Computation in Superposition: Two Handcrafted Models
Networks may mix superposition with clever encodings that sidestep it entirely.
In a new LessWrong post, researchers RGRGRG and Kyle Ray explore how neural networks perform computation in superposition—encoding more facts than they have components—using a toy task: recognizing valid first-name/last-name pairs of 8 famous athletes. They handcraft a first network with 6 neurons, each tuned to fire for 4 athletes via additive weights and a bias of -1, such that each athlete activates exactly 3 neurons. This design uses superposition to combine partial evidence, but false positives (e.g., "Peyton Ruth") require multiple neurons to vote for correct classification.
However, trained networks on the same task often mix this superposition mechanism with a different strategy: a second handcrafted network uses just 2 neurons to memorize arbitrary name pairs without superposition, employing a clever encoding that sidesteps the need for distributed representation.

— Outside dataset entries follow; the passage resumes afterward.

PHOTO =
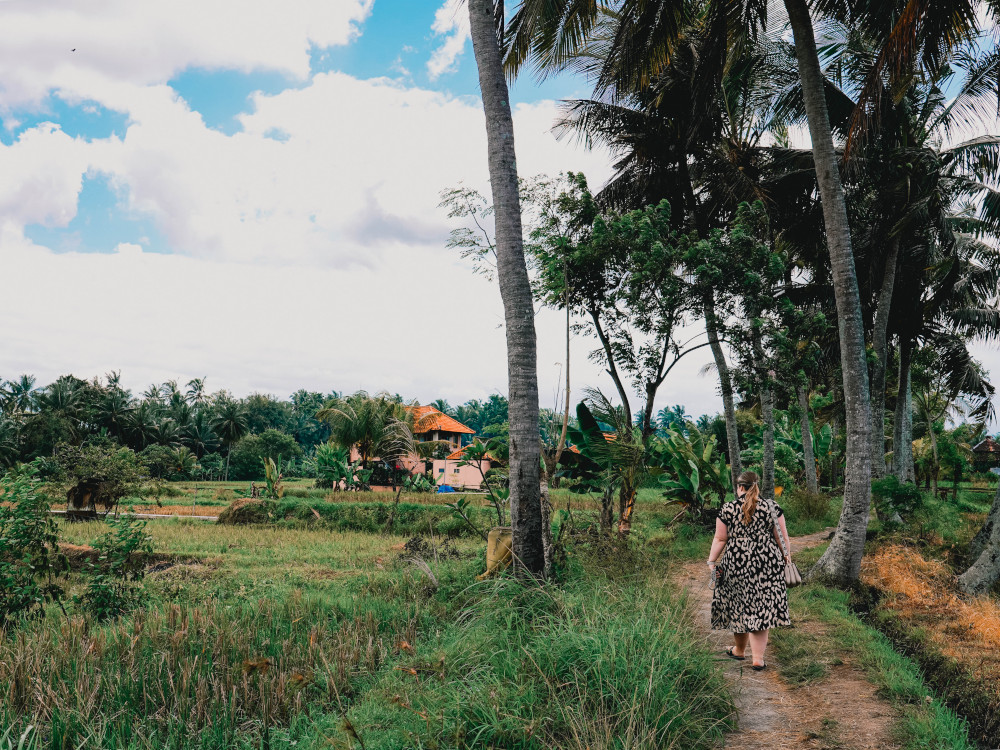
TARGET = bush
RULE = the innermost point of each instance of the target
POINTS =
(115, 586)
(892, 496)
(246, 461)
(29, 551)
(247, 511)
(805, 505)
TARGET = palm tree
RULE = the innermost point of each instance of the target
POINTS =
(376, 426)
(114, 410)
(18, 396)
(199, 435)
(644, 40)
(231, 423)
(196, 391)
(140, 429)
(487, 22)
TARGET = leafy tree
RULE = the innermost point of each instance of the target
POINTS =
(100, 475)
(250, 453)
(231, 424)
(114, 587)
(375, 426)
(29, 551)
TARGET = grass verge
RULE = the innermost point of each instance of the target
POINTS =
(806, 654)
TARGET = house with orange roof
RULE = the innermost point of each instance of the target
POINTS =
(431, 424)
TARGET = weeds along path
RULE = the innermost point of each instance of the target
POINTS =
(840, 711)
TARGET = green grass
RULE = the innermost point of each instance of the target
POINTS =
(926, 723)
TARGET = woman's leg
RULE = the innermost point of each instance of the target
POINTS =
(758, 645)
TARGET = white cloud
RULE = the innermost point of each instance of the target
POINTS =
(340, 172)
(422, 326)
(452, 22)
(146, 43)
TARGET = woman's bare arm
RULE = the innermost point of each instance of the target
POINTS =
(777, 538)
(718, 542)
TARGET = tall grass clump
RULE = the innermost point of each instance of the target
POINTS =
(186, 676)
(592, 665)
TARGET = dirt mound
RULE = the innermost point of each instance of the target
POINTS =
(248, 511)
(78, 555)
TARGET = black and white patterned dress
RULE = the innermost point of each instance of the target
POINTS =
(750, 594)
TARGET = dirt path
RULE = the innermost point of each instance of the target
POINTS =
(838, 712)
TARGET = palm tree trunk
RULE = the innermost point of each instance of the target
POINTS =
(834, 452)
(726, 386)
(880, 345)
(767, 409)
(842, 559)
(522, 372)
(935, 466)
(809, 458)
(902, 420)
(985, 571)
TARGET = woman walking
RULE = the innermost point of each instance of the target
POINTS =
(750, 596)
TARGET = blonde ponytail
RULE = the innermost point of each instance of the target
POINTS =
(750, 480)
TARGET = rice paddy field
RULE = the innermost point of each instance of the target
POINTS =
(302, 635)
(348, 621)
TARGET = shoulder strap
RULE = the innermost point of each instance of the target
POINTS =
(777, 526)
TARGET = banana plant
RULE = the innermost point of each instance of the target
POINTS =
(692, 470)
(272, 477)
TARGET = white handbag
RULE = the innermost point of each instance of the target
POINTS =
(792, 576)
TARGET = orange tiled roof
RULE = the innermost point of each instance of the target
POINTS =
(460, 454)
(429, 419)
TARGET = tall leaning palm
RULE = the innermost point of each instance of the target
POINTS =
(231, 423)
(486, 19)
(551, 31)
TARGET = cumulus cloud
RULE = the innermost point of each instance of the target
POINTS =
(42, 49)
(451, 22)
(307, 249)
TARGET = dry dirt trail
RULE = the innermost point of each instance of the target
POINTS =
(838, 712)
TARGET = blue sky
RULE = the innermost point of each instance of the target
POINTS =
(256, 200)
(394, 41)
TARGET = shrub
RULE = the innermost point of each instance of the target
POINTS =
(806, 505)
(892, 496)
(29, 556)
(245, 511)
(247, 459)
(115, 586)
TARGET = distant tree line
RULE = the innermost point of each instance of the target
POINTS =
(184, 431)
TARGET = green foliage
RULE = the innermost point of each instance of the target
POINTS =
(249, 454)
(408, 519)
(892, 496)
(29, 552)
(333, 466)
(114, 587)
(272, 478)
(419, 483)
(496, 481)
(118, 471)
(695, 472)
(805, 505)
(376, 426)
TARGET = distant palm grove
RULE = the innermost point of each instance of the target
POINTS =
(183, 431)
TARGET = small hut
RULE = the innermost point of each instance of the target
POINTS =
(986, 455)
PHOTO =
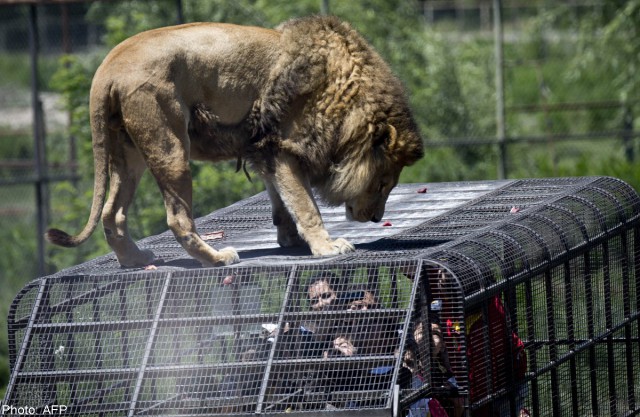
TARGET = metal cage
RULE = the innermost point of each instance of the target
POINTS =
(481, 298)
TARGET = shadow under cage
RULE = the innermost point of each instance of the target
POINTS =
(492, 298)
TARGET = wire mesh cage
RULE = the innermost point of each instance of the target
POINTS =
(485, 299)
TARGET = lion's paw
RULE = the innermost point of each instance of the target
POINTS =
(289, 240)
(225, 256)
(343, 245)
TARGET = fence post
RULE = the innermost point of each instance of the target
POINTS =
(500, 122)
(39, 147)
(627, 133)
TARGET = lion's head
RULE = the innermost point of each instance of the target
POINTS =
(369, 171)
(357, 117)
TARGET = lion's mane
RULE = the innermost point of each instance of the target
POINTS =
(352, 97)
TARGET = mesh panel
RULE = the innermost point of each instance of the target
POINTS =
(482, 298)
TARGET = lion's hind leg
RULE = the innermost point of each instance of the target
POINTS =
(176, 187)
(163, 141)
(126, 167)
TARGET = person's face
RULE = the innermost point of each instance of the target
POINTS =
(320, 295)
(409, 360)
(344, 346)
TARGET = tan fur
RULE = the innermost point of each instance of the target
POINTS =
(308, 105)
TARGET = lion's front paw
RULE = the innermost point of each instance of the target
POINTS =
(343, 245)
(333, 247)
(228, 256)
(223, 257)
(289, 239)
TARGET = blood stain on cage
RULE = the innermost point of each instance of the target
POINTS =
(218, 234)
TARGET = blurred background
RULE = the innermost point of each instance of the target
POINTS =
(500, 88)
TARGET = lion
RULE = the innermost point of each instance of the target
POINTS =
(308, 105)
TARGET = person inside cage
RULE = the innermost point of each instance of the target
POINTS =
(410, 376)
(489, 344)
(497, 360)
(441, 369)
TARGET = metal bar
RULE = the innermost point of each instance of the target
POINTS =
(588, 289)
(532, 357)
(97, 346)
(281, 319)
(608, 314)
(551, 329)
(573, 367)
(571, 106)
(26, 342)
(149, 346)
(628, 330)
(530, 139)
(636, 274)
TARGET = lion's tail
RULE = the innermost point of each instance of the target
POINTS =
(100, 103)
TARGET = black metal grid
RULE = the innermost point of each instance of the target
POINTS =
(532, 288)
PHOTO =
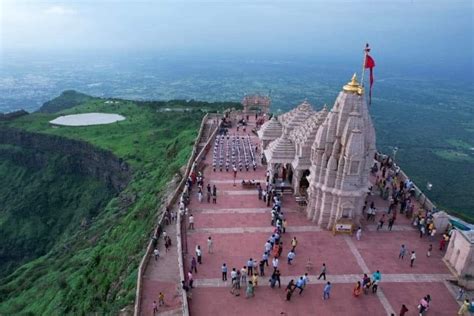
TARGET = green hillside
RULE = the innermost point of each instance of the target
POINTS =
(92, 267)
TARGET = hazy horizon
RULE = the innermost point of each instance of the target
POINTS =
(436, 32)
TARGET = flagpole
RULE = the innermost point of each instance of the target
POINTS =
(363, 65)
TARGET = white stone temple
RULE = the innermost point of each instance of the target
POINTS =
(325, 155)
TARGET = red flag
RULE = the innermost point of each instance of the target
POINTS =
(370, 64)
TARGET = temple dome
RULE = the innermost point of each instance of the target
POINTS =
(297, 116)
(281, 150)
(270, 130)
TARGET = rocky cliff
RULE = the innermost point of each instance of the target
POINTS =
(83, 158)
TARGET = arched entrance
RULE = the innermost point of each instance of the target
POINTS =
(304, 184)
(258, 103)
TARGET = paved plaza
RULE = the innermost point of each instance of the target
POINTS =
(239, 224)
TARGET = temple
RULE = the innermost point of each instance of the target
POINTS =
(256, 102)
(324, 155)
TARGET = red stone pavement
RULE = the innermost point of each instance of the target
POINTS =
(239, 228)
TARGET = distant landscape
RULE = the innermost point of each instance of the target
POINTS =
(426, 113)
(80, 203)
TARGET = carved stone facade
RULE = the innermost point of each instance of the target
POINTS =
(333, 150)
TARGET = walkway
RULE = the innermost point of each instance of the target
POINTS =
(240, 224)
(163, 276)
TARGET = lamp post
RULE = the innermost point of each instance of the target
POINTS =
(395, 149)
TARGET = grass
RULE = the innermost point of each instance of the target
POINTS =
(94, 269)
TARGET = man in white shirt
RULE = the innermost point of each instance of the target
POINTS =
(275, 264)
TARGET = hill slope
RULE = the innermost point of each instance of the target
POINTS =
(92, 268)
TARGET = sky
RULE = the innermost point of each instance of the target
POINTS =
(432, 32)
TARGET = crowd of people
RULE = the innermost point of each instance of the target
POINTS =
(233, 152)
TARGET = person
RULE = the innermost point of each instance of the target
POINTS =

The contrast highlights that superposition is not the only algorithm networks use, even in constrained settings. Understanding both mechanisms provides a sharper vocabulary for identifying how models use knowledge, crucial for safety in larger, more capable systems.
- First handcrafted network uses 6 neurons with additive superposition to recognize 4 athletes each, requiring 3 neurons to fire for correct classification.
- Second network uses just 2 neurons to memorize arbitrary name pairs, avoiding superposition entirely via a different encoding strategy.
- Trained networks often mix both approaches, complicating interpretability and suggesting superposition is not the only algorithm for dense knowledge storage.
Why It Matters
This work clarifies how networks compute in superposition, aiding interpretability for safer AI systems.